Mais nombreuses sont les occasions pour une entreprise de voir ses serveurs indexés sur une liste noire alors qu’elle n’a jamais émis un seul spam. La raison la plus fréquente est l’usurpation d’identité (par manipulation des champs From et Reply to du protocole SMTP) exploité par les spammeurs. D’autre part, certaines sources « innoncentes » cohabitent avec une source « accusée » (partage du même serveur, même bloc d’adresses IP, etc.) et se retrouvent blacklistées. Un prestataire fait la promotion de logiciels de spam et se voit automatiquement mis à l’index par certaines listes. Il existe aussi le risque de se faire dénoncer, à tort ou à raison, par des internautes indélicats auprès d’une liste noire. Le plus difficile est alors de sortir de la liste noire.
Quelle efficacité?
Pour cela, il faut d’abord s’assurer avoir été blacklisté. Comment? En le vérifiant manuellement auprès des listes en question… qui n’avertissent pas forcément les « victimes » de leur référencement. Et il existe des dizaines de listes noires. Une fois les listes noires identifiées, il faut comprendre l’origine de la mise à l’index et enfin contacter l’administrateur de la liste pour lui apporter la preuve que l’on n’est pas un spammeur (après avoir vérifié que le système informatique de l’entreprise n’est pas exploité par un spammeur).
Cette tentative de contact peut s’avérer difficile puisque la plupart des organisations (souvent des associations d’internautes) ne communiquent que par l’intermédiaire de leur portail Internet. Et comment fait-on, dans ce cas, pour leur envoyer un e-mail quand on est blacklisté? Selon une étude Clearswift de mars 2004, dans 62 % des cas, il fallait plus d’une journée de travail à une entreprise pour sortir d’une blacklist. Pour 21 % des sondés, il a fallu plus de 5 jours.
Les listes noires peuvent donc être très préjudiciables. D’autant qu’elles ne sont pas toujours très efficaces. Les spammers savent s’adapter et contourner les règles de filtrage (dont l’exploitation des PC « zombies » des internautes qui servent de serveur relais).

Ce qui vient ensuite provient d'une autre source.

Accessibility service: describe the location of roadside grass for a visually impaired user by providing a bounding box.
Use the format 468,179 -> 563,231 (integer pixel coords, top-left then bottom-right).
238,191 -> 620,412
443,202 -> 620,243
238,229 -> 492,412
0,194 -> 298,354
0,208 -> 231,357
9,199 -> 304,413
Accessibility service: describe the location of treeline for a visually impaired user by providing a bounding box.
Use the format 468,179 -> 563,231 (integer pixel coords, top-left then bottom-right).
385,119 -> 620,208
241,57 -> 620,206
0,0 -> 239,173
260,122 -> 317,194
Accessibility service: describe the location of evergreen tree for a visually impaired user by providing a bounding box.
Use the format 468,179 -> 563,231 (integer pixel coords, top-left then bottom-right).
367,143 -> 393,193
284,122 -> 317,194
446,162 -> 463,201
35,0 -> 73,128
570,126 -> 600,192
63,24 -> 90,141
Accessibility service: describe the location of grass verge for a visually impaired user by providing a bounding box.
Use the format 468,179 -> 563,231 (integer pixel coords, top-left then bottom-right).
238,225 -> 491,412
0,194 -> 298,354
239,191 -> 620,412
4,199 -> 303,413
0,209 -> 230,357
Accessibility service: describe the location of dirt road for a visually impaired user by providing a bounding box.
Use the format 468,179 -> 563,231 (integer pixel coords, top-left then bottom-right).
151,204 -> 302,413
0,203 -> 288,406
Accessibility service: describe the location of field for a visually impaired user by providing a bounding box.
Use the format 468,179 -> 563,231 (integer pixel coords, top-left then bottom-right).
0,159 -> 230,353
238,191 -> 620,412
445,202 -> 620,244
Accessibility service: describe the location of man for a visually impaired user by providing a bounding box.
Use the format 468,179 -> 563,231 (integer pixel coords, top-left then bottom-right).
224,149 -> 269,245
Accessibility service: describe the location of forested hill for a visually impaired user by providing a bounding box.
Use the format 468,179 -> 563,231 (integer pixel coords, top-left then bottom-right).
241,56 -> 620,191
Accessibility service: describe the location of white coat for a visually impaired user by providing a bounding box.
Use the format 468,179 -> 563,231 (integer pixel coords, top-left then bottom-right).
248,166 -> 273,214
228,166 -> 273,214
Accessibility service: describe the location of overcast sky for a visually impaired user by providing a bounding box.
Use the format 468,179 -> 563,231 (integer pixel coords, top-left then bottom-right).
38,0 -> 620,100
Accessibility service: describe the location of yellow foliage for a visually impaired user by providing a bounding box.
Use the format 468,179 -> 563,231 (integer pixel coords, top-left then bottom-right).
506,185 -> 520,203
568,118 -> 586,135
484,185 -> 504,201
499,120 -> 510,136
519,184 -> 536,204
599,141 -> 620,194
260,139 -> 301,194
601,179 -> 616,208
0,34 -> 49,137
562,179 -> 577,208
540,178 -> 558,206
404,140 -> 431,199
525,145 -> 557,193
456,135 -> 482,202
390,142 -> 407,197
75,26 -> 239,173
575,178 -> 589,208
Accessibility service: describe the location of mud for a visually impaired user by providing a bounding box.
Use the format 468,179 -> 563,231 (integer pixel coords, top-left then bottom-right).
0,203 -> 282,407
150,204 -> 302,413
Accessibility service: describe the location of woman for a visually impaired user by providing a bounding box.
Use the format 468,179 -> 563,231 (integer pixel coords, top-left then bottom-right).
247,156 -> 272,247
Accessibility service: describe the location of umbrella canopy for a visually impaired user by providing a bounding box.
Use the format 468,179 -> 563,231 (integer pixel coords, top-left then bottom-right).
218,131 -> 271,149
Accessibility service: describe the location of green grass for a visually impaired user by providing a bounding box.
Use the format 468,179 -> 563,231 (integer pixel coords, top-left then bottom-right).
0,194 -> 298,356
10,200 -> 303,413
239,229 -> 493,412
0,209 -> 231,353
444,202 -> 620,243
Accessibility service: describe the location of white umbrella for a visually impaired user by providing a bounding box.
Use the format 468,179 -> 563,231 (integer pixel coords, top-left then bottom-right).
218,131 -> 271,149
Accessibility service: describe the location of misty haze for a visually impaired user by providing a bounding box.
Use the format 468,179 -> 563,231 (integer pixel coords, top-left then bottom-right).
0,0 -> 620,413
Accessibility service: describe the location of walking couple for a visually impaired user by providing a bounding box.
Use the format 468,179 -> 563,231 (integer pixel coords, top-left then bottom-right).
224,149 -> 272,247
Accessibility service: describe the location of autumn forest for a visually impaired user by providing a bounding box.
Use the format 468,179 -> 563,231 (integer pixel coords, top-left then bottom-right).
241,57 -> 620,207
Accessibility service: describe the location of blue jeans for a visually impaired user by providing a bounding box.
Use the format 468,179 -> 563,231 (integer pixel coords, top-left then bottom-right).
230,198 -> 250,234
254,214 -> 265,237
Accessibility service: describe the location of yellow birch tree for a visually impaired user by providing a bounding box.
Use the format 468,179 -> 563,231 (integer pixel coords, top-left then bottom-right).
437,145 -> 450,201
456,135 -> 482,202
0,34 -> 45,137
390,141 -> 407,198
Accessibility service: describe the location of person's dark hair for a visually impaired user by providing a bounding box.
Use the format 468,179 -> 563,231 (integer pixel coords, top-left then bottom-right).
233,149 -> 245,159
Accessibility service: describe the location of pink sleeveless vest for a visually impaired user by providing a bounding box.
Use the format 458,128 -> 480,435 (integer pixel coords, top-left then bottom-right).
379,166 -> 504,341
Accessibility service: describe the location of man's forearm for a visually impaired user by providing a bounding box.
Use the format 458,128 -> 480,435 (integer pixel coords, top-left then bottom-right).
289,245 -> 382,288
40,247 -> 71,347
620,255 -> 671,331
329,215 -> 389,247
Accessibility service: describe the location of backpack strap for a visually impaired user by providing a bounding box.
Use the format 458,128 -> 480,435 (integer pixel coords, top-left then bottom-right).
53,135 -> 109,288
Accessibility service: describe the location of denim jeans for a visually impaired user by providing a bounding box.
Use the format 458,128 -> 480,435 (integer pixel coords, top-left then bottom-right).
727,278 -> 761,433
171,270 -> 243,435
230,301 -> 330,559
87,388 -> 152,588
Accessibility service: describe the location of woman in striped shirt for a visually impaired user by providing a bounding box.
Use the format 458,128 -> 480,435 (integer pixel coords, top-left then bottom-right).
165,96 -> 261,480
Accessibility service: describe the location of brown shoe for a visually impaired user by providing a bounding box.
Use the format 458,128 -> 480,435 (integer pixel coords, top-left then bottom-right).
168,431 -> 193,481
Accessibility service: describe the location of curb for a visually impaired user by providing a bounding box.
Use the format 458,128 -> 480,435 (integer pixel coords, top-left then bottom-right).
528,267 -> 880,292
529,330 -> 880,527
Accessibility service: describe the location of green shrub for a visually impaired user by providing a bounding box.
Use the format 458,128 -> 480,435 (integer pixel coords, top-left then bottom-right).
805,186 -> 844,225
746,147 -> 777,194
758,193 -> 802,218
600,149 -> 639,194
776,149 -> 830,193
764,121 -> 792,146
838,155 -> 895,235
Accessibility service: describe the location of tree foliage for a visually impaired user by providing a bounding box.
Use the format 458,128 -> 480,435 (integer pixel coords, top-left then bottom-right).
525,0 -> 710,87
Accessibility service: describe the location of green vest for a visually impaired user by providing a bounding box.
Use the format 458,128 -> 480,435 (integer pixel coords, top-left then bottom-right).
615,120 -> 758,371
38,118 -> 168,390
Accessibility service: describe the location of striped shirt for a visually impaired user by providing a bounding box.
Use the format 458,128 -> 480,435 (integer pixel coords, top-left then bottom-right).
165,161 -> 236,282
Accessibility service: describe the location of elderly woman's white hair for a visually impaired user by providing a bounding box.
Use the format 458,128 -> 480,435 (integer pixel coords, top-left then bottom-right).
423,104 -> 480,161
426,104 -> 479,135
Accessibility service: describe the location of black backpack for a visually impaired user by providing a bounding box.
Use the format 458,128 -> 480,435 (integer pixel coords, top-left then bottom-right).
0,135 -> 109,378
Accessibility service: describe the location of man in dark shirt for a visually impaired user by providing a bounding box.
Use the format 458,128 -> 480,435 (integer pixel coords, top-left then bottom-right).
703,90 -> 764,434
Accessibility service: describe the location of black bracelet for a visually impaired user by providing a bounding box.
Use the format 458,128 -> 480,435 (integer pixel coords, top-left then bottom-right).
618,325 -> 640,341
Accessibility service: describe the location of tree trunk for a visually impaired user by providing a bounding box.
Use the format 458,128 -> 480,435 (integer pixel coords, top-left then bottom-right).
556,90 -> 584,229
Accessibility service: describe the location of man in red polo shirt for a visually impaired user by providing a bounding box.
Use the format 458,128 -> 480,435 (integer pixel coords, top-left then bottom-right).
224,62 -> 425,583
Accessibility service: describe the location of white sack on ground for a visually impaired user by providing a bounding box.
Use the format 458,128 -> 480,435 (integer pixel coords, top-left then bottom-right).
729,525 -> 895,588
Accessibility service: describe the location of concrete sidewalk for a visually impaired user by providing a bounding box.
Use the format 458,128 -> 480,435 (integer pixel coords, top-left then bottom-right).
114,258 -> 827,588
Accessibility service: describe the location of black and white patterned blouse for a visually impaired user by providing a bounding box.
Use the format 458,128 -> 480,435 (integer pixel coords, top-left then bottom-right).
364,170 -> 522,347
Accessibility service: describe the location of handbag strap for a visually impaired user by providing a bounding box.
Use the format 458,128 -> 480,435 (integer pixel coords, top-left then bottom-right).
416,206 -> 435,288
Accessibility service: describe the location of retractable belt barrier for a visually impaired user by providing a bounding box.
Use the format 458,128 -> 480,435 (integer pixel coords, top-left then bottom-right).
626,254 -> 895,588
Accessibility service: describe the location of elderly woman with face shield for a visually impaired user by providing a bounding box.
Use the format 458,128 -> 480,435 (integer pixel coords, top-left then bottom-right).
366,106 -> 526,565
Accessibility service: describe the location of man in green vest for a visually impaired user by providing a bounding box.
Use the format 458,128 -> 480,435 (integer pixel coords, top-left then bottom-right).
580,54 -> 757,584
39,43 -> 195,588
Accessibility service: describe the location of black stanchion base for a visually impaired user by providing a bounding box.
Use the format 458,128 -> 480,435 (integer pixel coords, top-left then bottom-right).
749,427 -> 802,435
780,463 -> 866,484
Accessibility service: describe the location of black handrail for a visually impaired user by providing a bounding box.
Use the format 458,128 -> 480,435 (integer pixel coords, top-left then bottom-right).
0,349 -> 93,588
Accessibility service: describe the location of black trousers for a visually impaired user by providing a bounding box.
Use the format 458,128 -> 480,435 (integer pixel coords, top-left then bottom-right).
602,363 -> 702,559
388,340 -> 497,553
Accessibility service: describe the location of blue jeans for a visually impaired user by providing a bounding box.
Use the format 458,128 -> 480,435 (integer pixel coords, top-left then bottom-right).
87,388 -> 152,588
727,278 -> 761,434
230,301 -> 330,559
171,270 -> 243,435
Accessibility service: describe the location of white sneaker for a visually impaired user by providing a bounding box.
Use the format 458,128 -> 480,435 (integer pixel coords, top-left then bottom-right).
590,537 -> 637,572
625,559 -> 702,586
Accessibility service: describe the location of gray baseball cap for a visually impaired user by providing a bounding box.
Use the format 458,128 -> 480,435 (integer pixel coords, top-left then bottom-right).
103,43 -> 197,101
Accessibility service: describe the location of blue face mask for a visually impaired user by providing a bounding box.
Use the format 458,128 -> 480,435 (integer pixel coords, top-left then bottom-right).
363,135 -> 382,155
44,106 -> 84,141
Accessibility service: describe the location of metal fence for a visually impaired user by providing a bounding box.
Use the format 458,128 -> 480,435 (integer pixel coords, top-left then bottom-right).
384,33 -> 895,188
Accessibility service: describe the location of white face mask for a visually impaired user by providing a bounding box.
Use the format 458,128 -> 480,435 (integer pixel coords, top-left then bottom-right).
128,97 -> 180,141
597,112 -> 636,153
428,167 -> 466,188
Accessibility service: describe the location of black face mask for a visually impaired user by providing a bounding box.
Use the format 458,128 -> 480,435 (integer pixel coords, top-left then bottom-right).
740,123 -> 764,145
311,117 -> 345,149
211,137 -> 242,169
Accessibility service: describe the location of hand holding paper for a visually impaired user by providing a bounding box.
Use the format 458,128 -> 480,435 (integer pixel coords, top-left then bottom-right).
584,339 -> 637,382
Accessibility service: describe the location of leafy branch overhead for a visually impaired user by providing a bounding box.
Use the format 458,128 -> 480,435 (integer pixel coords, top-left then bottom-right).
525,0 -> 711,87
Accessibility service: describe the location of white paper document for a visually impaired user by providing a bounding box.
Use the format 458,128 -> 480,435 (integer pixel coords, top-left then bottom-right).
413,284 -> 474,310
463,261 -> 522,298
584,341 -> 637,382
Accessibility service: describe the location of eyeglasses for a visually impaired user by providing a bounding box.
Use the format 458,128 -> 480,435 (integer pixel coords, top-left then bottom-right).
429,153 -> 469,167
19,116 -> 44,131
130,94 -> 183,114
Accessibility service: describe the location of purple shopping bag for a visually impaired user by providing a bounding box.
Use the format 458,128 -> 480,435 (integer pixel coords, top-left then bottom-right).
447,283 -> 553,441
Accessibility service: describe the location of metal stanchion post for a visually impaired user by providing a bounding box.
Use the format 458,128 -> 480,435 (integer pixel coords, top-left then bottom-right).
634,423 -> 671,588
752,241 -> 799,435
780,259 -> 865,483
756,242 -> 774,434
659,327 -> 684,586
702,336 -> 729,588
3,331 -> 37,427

Les auteurs de l’étude reconnaissent cependant qu’il est « difficile d’obtenir des chiffres concordants sur l’efficacité réelle » des blacklists. De par la discrétion des FAI notamment. Ces derniers estiment cependant que ces techniques de filtrage allègent considérablement leurs infrastructures. Et les blacklists ont, par le passé, été « l’un des seuls remparts contre le spam et ont permis à l’infrastructure Internet de résister ». Il est temps, cependant, de trouver des solutions plus efficaces. L’Internet Engineering Task Force (IETF), notamment, y travaille (voir édition du 14 septembre 2004).